Do a post-mortem, work out root causes, work as a unit to ensure this doesn't happen again.
Obviously if there are levels of gross negligence or misconduct discovered during post-mortem, that will need to be dealt with accordingly, but coming into this with an attitude of "we must find someone to blame and incur repercussions" isn't healthy at all.
We are humans - don't forget that.
edit: forgot some words.
"An atmosphere of blame risks creating a culture in which incidents and issues are swept under the rug, leading to greater risk for the organization."
The best way (in a team), to tackle mistakes, is to ensure the process in place corrects these mistakes. The only way to do that, is a post-mortem/learning from the mistake. If you blame it on some engineer who did it, that guy will eventually be replaced by some other guy, who may make the same mistake.
And we, especially companies, typically only learn if there is something at stake. Stock-price, a job, customers, liability etc.
(Call me old fashioned, but what I learned from it, having no stake in the game, is we are truly demolishing the resilient, decentralised nature of the internet; or already have done so)
Post-mortems make far more interesting submissions IMO, but I suppose people up-vote 'yes down for me too'.
A good leader will take the hit (and the repercussions) for their underlings, compensate customers where compensation can make it better (and offer to make it easy to use fallbacks if this happens again) -- and internally fix the problem so it can't happen again, without throwing anyone to the dogs.
What i think this syntactically invalid sentence is trying to say is:
People need to be blamed, and held responsible for actions taken.

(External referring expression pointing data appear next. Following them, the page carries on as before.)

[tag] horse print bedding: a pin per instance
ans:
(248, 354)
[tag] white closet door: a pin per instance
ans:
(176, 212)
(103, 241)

Why do people need to be blamed? Why do we need to make someone the scapegoat? What does being held responsible look like?
Let say we find some sacrificial engineer to pin this on:
* does the downtime magically disappear?
* does the engineer suffering (say losing his job or whatever) make your downtime meaningful? You'll recoup your revenue somehow from it?
* does the fact that there's a scapegoat mean that everyone else at fastly is perfect and it's ok to keep using them?
Emapthy and responsiblity are not mutually exclusive.
This. When people talk about "HugOps", "empathy" and all that when a worldwide incident affecting a huge amount of time critical customers (e.g. trading, hft, cargo, food delivery, etc.) is happening for an hour, it has catastrophic consequences.
I hope the engineers also understand the other side and why we are paying huge sums of cash for their service.